Tuesday, April 26, 2011

Snake Charmers, Economics, & Wildlife Laws

The following story is from the Economic Times

India is no longer a country of snake charmers. Today, this ceases to be just a symbol one can be proud of. For India is literally losing its beguiling and dwindling lot of snake charmers because of the enforcement of stringent wildlife laws and raucous rigour of various animal-rights activists. 
"The only snakes that are visible in our lives," says Shambu Nath - an 80-year-old man from Sapera Basti (hamlet), a community of about 200 families on the Northeastern outskirts of New Delhi - pointing to the tarred road beyond, "are the ones on which other mobile units move." Snakes, the sole route to their livelihood has been snuffed out of their lives with no provisions of or guidance to alternate modes of living. The snakes in their possession have starved to death and their charmers are on their way. 
A snake charmer usually seeks the attention of a snake by playing a long clarinet-like instrument (been) that is bloated at the bottom. For the common man the snake sways to its tunes but herpetologists say that the snakes can't hear sounds in the same frequency band as humans. They are actually preparing themselves to face the music rather than enjoying it. 
Today, these snake charmers have been asked to drop their beens and strip their skins or perish in penury. "This is the only work that we have learnt to do," says Lalan Nath. Tradition and its afterthought has crippled them beyond redemption. Most of the hutments they live in this village with thatched roofs and mud kilns are spare structures that reflect the state of depravation that the snake charmers have been subjected to ever since the the ban on keeping sakes under the Wildlife Protection Act of 1972. The Act was enforced in 2003. 

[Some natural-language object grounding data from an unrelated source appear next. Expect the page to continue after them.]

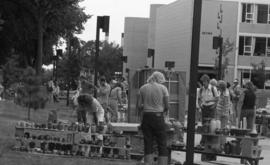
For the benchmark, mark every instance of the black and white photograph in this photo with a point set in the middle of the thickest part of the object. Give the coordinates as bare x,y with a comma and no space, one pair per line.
134,82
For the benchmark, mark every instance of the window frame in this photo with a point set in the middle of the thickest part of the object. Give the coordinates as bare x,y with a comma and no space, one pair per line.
248,16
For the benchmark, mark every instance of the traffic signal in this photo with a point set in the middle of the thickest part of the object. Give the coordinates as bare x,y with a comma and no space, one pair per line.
217,42
104,23
59,53
1,23
169,64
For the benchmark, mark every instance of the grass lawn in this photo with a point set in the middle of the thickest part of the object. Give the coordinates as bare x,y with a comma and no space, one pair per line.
11,113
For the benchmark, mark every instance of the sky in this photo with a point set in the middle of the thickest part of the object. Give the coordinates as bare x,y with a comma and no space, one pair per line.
117,10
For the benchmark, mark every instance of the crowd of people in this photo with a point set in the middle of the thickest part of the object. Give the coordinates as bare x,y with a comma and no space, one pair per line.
218,100
105,107
225,102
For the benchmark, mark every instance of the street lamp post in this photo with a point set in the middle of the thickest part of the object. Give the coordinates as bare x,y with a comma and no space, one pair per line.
102,23
195,47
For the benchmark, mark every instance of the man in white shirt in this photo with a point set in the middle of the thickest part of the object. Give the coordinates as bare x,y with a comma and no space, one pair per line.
207,99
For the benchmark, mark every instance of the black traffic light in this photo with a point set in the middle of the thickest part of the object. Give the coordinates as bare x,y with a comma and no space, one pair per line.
59,53
1,23
104,23
169,64
217,42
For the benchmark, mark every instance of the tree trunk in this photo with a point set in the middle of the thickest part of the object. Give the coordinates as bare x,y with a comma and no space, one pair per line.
28,113
68,93
40,46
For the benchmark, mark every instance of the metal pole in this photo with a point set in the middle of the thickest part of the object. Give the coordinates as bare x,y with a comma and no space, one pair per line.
220,58
97,54
196,27
153,61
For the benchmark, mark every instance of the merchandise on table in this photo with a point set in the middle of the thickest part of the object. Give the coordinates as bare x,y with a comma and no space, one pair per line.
71,139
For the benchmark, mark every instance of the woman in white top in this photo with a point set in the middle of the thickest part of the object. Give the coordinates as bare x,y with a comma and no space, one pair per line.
115,100
91,110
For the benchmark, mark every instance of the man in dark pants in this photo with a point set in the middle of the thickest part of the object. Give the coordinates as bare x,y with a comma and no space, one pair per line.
153,100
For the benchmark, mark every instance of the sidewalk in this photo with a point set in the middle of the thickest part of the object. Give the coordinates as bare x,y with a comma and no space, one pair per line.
265,143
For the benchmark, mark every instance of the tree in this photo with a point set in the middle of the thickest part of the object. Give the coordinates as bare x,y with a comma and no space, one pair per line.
227,48
109,61
31,93
34,26
258,74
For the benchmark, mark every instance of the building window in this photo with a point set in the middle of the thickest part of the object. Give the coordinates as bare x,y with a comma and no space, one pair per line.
262,16
260,46
245,45
248,12
250,75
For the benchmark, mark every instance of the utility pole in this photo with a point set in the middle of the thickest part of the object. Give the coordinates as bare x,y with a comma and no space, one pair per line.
220,41
102,23
195,47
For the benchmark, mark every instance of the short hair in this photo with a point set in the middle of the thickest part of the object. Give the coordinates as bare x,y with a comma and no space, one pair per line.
205,77
157,77
213,82
222,84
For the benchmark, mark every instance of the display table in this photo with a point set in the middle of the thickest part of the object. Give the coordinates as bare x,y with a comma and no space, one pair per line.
254,160
71,141
249,149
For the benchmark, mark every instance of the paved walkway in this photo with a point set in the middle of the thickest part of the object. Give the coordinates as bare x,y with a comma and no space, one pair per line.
265,143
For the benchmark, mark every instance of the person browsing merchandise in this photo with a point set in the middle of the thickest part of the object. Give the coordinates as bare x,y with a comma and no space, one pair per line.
153,101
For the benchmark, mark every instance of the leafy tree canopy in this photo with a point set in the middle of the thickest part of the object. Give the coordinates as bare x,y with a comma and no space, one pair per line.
32,25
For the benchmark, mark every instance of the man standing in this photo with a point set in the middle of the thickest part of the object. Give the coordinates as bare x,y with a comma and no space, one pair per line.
103,95
235,93
153,100
208,96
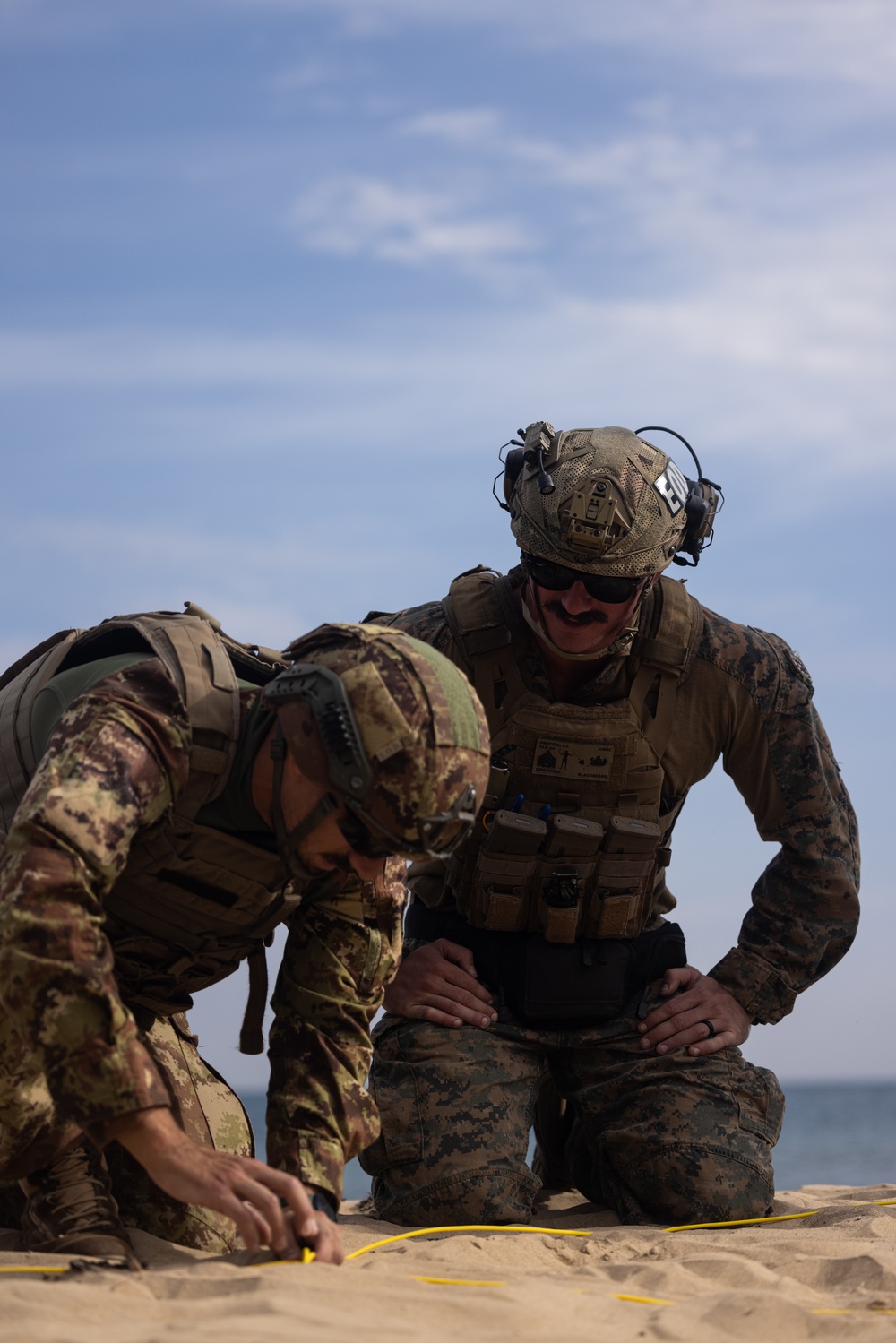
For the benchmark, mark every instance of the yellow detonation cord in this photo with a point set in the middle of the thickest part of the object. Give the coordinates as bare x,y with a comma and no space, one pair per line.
433,1230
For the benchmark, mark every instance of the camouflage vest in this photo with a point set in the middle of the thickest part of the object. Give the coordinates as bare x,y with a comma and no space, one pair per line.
573,842
193,903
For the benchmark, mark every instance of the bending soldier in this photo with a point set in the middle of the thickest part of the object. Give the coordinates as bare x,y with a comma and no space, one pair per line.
538,958
171,796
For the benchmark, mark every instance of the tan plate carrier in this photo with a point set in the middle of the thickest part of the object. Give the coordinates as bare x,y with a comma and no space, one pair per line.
584,852
193,903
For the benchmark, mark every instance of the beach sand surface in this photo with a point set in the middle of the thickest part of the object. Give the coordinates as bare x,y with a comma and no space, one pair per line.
829,1276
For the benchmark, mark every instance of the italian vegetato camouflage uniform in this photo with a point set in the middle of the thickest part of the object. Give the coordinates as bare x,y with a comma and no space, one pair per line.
659,1138
78,1044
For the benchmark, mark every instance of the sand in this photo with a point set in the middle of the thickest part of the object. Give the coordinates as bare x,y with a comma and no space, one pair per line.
831,1276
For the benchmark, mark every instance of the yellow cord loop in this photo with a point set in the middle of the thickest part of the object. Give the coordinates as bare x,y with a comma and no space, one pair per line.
782,1217
433,1230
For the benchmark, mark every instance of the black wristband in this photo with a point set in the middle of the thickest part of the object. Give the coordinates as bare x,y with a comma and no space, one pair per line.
325,1203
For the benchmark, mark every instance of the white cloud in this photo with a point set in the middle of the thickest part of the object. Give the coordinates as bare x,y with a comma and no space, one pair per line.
355,215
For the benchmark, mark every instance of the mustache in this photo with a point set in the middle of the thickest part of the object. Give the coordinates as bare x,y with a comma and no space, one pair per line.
584,618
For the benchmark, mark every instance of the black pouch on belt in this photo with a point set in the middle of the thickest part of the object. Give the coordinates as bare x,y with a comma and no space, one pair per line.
589,982
557,986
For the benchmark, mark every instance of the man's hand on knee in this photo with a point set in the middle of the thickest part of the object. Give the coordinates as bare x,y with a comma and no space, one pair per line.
700,1015
438,984
245,1190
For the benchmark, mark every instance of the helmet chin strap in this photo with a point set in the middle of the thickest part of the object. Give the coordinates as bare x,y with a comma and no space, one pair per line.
621,646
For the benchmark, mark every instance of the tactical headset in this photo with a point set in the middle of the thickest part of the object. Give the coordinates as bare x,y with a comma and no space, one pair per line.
704,497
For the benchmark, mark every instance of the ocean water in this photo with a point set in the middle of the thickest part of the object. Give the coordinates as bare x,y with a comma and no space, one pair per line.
834,1133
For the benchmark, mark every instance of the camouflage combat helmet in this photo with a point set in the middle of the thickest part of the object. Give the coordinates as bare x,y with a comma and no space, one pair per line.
405,736
598,500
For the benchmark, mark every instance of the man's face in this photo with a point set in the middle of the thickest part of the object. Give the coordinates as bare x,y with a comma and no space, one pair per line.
327,849
579,624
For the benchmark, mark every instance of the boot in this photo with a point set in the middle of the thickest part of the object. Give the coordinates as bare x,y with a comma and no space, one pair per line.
70,1209
552,1124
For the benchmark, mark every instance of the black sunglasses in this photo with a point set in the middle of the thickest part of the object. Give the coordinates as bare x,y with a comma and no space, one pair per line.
437,837
557,578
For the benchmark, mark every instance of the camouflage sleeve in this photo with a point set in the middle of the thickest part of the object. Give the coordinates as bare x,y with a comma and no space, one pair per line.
805,906
339,958
112,767
424,622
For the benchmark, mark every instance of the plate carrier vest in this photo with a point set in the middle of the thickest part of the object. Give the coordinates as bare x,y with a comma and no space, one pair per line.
583,855
193,903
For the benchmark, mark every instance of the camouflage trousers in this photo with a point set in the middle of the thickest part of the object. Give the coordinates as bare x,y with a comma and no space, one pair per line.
656,1138
202,1103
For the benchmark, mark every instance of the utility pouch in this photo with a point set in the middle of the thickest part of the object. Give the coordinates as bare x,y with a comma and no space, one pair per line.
504,871
625,879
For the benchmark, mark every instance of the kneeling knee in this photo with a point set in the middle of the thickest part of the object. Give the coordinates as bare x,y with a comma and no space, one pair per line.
692,1184
479,1194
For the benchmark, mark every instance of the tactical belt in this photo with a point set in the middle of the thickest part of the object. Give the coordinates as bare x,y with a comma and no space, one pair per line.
551,986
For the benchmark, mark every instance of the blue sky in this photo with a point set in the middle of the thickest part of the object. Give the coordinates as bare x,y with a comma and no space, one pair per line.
279,279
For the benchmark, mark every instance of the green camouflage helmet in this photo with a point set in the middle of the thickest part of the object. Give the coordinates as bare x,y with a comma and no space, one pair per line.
616,506
405,736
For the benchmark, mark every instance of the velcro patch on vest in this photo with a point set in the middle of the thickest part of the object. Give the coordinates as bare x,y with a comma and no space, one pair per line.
562,759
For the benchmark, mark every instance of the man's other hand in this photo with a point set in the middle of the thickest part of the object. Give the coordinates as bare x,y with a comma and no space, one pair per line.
681,1022
438,984
245,1190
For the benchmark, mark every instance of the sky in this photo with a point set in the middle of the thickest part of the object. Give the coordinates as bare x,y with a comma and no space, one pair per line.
280,277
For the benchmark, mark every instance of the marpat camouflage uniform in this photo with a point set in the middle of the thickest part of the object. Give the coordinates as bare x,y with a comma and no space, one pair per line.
74,1055
659,1138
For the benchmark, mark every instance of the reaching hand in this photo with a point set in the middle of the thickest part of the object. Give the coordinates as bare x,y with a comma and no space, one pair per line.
681,1022
438,984
246,1190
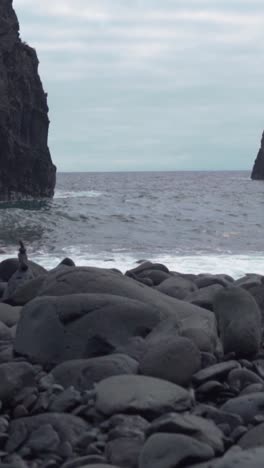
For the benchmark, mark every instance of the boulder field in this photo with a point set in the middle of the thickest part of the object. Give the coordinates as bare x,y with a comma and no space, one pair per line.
148,369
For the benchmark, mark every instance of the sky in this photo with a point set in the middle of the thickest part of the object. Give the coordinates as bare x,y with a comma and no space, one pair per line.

Lalan, who has had no education, refuses to move out of Sapera Basti saying that even cable television is partially responsible for the threat that they face in theior lives. He is sitting in a small room that also functions as the office of Pahalwan Band where some youngsters are sitting and watching a Hindi film on cable TV. 

The band does some scarce musical performances at marriages and has a few times gone abroad to perform at the government's Inda festivals. "It is ironic that the government still wants to project our image as representatives of the Indian culture abroad while back home they are trying to snuff the lives out of us," says 52-year-old Paras. 

He has handled snakes as venomous as cobras and kraits but now carries gas cylinders as he has joined a cooking gas supplying agency as a delivery vendor, the only slithering thing he handles is the blue gas pipe that connects the cylinder to the stove. "I often wonder if it will come alive and move and dance to my tune," he says. He among thousands others are surely an endangered species. And it is a problem that the government has not sunk its teeth into. 

Now these snake charmers are, particularly, the younger lot have got into rag-picking, collection of iron waste, polythene, and so on because these odd jobs offer better remuneration.